Focus on Interests, Not Positions Interests2018 – Insight
Stay focused on the interest, not on your position. Define the problem; you decide on your position.
For every interest there usually exist several possible satisfying solutions to adequately address those interests. Remember that behind opposed positions lie shared and often compatible interests. Compromising between positions is not likely to produce an agreement which will effectively take care of the human needs and interests that led to the adoption of a certain position initially taken by a party. It is valuable in any negotiation to spend time exploring interests and identifying your interests and the interests of the other party. So, how do you identify interests? These are some steps to take:
A. Ask “Why?”
- Put yourself in their shoes and consider what motivates the position they’ve assumed.
- Explicitly ask, expressing a desire to know the needs, hopes, fears, interests and desires underlying other positions.
B. Ask “Why not?”
- Why have they not yet agreed with your proposed solution?
- What interests of theirs stand in the way of agreeing with your proposal?
C. Analyze the possible consequences of your solution as the other side would see them.
- Short-term consequences.
- Long-term consequences.
- Economic consequences.
- Public opinion consequences.
- Legal consequences.
- Political consequences.
- Psychological consequences.
- Personal consequences.
- What precedent will be set?
- What alternatives will be precluded?
- Moral consequences.
- The consequences of doing nothing now and reconsidering at a later date.
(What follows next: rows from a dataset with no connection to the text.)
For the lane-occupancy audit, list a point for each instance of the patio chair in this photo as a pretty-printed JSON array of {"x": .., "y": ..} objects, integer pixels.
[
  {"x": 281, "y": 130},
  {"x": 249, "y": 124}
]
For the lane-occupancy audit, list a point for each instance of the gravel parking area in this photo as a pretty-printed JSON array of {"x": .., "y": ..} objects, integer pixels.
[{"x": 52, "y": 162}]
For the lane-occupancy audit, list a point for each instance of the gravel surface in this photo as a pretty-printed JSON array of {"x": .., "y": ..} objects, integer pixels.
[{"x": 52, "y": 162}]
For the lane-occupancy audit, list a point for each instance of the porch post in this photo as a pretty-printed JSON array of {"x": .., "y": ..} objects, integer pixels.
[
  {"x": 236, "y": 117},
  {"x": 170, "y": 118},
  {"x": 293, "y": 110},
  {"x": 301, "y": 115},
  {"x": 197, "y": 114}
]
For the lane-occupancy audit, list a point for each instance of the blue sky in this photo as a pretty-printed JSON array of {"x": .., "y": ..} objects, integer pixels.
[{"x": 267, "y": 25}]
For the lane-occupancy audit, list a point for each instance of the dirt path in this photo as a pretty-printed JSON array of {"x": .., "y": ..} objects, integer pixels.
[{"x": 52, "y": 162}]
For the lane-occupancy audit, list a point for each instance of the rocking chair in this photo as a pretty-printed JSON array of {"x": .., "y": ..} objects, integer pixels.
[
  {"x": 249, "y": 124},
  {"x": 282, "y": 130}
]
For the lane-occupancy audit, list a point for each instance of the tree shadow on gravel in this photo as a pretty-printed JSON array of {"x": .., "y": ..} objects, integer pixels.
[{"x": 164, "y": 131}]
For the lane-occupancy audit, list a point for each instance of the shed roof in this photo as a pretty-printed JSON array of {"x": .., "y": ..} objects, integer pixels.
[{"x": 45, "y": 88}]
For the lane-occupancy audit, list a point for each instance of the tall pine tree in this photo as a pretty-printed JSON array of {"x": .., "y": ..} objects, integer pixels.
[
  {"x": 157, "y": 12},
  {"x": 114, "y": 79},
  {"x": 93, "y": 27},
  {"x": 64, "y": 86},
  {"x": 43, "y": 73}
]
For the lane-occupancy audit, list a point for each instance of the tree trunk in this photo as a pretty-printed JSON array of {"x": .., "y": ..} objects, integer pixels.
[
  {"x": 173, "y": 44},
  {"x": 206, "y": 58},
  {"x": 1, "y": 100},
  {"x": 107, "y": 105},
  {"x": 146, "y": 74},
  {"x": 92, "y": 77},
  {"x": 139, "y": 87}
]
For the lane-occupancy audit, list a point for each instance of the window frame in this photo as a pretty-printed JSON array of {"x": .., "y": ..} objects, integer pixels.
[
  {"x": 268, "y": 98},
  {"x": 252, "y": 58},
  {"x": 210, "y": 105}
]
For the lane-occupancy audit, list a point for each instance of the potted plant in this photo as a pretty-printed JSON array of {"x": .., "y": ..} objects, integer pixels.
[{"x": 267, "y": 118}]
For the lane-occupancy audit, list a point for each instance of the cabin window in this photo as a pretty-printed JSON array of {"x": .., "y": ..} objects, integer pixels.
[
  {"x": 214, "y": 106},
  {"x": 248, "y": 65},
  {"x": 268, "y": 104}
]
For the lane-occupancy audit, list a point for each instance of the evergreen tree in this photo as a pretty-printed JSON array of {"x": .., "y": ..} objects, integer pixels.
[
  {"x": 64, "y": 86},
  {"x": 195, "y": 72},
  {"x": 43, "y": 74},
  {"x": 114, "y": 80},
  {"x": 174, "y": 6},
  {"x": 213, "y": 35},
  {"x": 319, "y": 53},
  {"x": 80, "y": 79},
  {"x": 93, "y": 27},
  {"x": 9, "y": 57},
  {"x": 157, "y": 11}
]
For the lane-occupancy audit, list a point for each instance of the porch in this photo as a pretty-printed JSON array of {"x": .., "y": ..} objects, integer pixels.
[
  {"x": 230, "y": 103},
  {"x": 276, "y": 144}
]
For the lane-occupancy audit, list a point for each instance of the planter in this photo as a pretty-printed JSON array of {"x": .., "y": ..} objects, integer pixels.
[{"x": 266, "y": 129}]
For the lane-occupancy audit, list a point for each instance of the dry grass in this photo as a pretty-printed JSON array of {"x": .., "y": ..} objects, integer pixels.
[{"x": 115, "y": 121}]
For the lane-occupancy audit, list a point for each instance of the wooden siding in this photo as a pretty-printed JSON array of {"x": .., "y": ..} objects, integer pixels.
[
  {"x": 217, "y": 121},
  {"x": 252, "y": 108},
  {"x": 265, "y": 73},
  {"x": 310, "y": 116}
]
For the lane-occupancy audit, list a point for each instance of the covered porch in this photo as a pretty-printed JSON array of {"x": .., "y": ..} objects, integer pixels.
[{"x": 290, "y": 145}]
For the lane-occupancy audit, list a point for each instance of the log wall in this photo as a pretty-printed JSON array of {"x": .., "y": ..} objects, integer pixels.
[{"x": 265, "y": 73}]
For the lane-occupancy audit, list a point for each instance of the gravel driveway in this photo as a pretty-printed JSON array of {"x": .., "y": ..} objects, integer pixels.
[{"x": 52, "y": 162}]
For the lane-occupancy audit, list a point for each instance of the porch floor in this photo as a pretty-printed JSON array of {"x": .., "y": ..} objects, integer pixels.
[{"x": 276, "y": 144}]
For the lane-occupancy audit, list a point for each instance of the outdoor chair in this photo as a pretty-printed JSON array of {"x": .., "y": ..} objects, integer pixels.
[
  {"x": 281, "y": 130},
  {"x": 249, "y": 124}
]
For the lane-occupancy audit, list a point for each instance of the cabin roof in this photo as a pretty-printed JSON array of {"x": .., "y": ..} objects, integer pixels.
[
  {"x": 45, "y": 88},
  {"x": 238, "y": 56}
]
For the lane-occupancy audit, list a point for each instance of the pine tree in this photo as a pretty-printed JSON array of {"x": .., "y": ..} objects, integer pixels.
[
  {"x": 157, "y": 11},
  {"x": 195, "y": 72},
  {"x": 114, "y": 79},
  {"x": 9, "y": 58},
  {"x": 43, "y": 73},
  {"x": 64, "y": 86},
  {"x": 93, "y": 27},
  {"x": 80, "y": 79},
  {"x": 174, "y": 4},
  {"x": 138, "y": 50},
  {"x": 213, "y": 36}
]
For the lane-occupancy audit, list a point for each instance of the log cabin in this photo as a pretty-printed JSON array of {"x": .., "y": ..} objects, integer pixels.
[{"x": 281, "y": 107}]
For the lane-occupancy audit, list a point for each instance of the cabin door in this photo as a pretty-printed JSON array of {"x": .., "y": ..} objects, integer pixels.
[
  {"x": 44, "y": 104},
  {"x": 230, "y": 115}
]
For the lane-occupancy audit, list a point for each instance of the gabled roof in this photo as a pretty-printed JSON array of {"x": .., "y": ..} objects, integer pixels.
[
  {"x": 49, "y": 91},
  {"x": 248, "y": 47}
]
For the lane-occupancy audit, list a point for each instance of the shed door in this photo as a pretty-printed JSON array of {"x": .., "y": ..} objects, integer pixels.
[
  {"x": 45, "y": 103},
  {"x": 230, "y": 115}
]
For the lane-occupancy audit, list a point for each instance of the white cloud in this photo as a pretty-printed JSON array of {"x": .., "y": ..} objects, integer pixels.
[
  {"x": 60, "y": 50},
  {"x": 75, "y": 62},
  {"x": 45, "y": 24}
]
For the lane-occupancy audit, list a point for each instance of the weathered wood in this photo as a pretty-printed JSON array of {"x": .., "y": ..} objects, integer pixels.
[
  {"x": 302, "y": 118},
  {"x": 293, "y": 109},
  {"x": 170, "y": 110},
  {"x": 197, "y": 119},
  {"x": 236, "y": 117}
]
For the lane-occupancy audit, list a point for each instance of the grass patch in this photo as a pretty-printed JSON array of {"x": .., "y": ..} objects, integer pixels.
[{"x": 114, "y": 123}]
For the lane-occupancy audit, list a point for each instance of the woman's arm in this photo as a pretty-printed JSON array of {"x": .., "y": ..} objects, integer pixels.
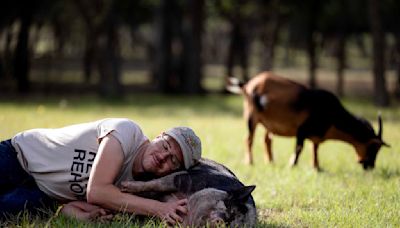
[{"x": 102, "y": 192}]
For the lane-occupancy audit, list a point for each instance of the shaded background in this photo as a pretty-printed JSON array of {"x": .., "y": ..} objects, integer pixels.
[{"x": 118, "y": 47}]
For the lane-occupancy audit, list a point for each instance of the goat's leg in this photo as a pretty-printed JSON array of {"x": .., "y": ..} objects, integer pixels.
[
  {"x": 299, "y": 148},
  {"x": 315, "y": 158},
  {"x": 268, "y": 147},
  {"x": 251, "y": 124},
  {"x": 163, "y": 184}
]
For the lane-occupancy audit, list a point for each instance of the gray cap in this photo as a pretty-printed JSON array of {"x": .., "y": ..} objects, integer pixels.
[{"x": 189, "y": 142}]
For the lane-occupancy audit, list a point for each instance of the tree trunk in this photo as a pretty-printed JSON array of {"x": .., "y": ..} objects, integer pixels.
[
  {"x": 397, "y": 87},
  {"x": 311, "y": 51},
  {"x": 22, "y": 55},
  {"x": 108, "y": 59},
  {"x": 163, "y": 43},
  {"x": 381, "y": 94},
  {"x": 192, "y": 47},
  {"x": 270, "y": 37},
  {"x": 341, "y": 63}
]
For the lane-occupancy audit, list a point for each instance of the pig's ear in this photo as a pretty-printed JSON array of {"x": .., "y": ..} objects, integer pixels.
[{"x": 241, "y": 194}]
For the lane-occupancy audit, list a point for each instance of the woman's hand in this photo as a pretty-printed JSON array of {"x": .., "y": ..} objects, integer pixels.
[
  {"x": 172, "y": 212},
  {"x": 86, "y": 212}
]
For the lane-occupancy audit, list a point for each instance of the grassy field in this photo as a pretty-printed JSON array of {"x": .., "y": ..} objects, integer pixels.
[{"x": 341, "y": 196}]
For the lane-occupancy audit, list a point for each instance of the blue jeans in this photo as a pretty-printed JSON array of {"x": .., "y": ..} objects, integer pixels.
[{"x": 18, "y": 190}]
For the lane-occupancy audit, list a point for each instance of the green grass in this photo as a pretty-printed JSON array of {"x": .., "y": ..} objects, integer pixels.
[{"x": 341, "y": 196}]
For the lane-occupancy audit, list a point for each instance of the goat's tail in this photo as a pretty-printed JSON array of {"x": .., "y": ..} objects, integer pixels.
[{"x": 234, "y": 85}]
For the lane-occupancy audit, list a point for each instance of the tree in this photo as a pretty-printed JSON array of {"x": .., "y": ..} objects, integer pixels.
[
  {"x": 178, "y": 58},
  {"x": 102, "y": 44},
  {"x": 381, "y": 94}
]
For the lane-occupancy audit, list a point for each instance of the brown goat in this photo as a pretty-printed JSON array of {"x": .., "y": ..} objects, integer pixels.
[{"x": 287, "y": 108}]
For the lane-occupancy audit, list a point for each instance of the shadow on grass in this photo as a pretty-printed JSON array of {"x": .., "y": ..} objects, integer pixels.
[{"x": 387, "y": 173}]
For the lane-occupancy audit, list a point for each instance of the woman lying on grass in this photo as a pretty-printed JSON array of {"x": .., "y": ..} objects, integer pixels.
[{"x": 87, "y": 163}]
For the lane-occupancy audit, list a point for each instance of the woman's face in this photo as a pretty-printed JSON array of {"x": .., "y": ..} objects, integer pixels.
[{"x": 162, "y": 156}]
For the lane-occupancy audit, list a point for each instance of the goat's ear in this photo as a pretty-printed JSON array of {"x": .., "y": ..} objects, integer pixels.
[
  {"x": 381, "y": 142},
  {"x": 241, "y": 194}
]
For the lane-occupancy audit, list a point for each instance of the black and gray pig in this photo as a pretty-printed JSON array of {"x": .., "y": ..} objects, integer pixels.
[{"x": 215, "y": 195}]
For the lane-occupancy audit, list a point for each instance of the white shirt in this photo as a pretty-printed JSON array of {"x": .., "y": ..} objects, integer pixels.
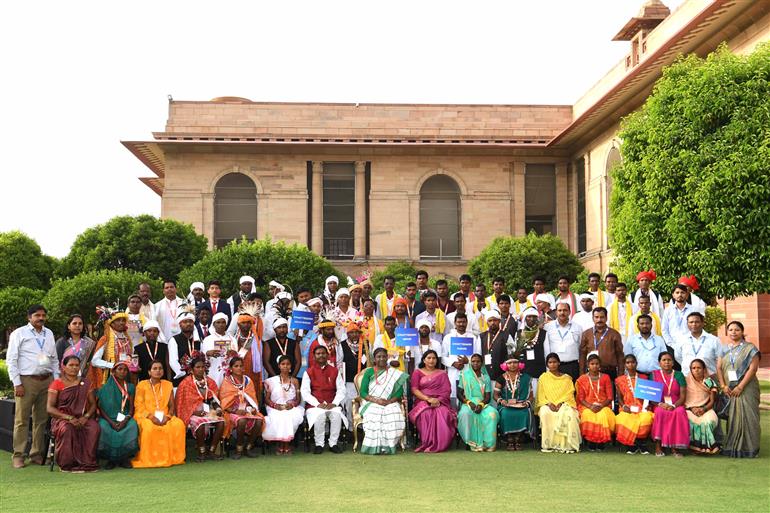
[
  {"x": 706, "y": 347},
  {"x": 309, "y": 398},
  {"x": 25, "y": 347},
  {"x": 563, "y": 340},
  {"x": 217, "y": 364},
  {"x": 166, "y": 315}
]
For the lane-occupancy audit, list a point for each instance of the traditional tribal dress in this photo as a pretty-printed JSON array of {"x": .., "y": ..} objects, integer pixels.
[{"x": 383, "y": 425}]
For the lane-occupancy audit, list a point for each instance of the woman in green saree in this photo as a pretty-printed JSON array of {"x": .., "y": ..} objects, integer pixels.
[
  {"x": 513, "y": 395},
  {"x": 477, "y": 420},
  {"x": 118, "y": 441},
  {"x": 737, "y": 374}
]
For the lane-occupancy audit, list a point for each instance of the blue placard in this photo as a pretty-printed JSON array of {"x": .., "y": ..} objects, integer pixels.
[
  {"x": 301, "y": 320},
  {"x": 648, "y": 390},
  {"x": 407, "y": 337},
  {"x": 461, "y": 346}
]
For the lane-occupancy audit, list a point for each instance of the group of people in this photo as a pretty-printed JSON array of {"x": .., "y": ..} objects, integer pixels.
[{"x": 561, "y": 369}]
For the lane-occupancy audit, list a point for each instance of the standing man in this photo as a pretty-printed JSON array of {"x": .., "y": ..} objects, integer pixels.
[
  {"x": 645, "y": 345},
  {"x": 148, "y": 308},
  {"x": 32, "y": 366},
  {"x": 386, "y": 299},
  {"x": 645, "y": 279},
  {"x": 566, "y": 296},
  {"x": 563, "y": 338},
  {"x": 167, "y": 310},
  {"x": 246, "y": 286},
  {"x": 698, "y": 344},
  {"x": 605, "y": 342},
  {"x": 603, "y": 299},
  {"x": 621, "y": 311}
]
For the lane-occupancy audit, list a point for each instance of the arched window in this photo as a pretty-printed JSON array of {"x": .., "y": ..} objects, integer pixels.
[
  {"x": 440, "y": 219},
  {"x": 235, "y": 209}
]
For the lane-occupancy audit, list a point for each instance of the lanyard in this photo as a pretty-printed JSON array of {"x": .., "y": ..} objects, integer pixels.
[{"x": 596, "y": 344}]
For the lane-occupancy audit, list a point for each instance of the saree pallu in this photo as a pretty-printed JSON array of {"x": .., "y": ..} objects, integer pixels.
[
  {"x": 630, "y": 426},
  {"x": 702, "y": 439},
  {"x": 75, "y": 447},
  {"x": 560, "y": 430},
  {"x": 383, "y": 425},
  {"x": 159, "y": 446},
  {"x": 742, "y": 440},
  {"x": 478, "y": 430},
  {"x": 515, "y": 420},
  {"x": 671, "y": 427},
  {"x": 123, "y": 444},
  {"x": 596, "y": 427},
  {"x": 436, "y": 426}
]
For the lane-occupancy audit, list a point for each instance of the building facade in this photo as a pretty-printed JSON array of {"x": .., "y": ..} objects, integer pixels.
[{"x": 366, "y": 184}]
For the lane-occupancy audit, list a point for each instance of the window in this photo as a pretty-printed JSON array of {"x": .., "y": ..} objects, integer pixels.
[
  {"x": 540, "y": 198},
  {"x": 339, "y": 193},
  {"x": 440, "y": 219},
  {"x": 235, "y": 209},
  {"x": 580, "y": 169}
]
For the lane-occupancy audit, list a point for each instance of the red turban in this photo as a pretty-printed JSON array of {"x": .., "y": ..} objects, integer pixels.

The most powerful interests are basic human needs- satisfying those needs will increase the likelihood of agreement. These may include: security, economic well-being, a sense of belonging, recognition, and control over one’s life or business.
From experience, one of the biggest mistakes I see as a mediator is a failure by both parties to spend adequate time analyzing their interests and the other parties’ interests i.e. reaching a resolution of the dispute or conflict. Too often the focus is on “me” versus “we” in trying to reach an agreement.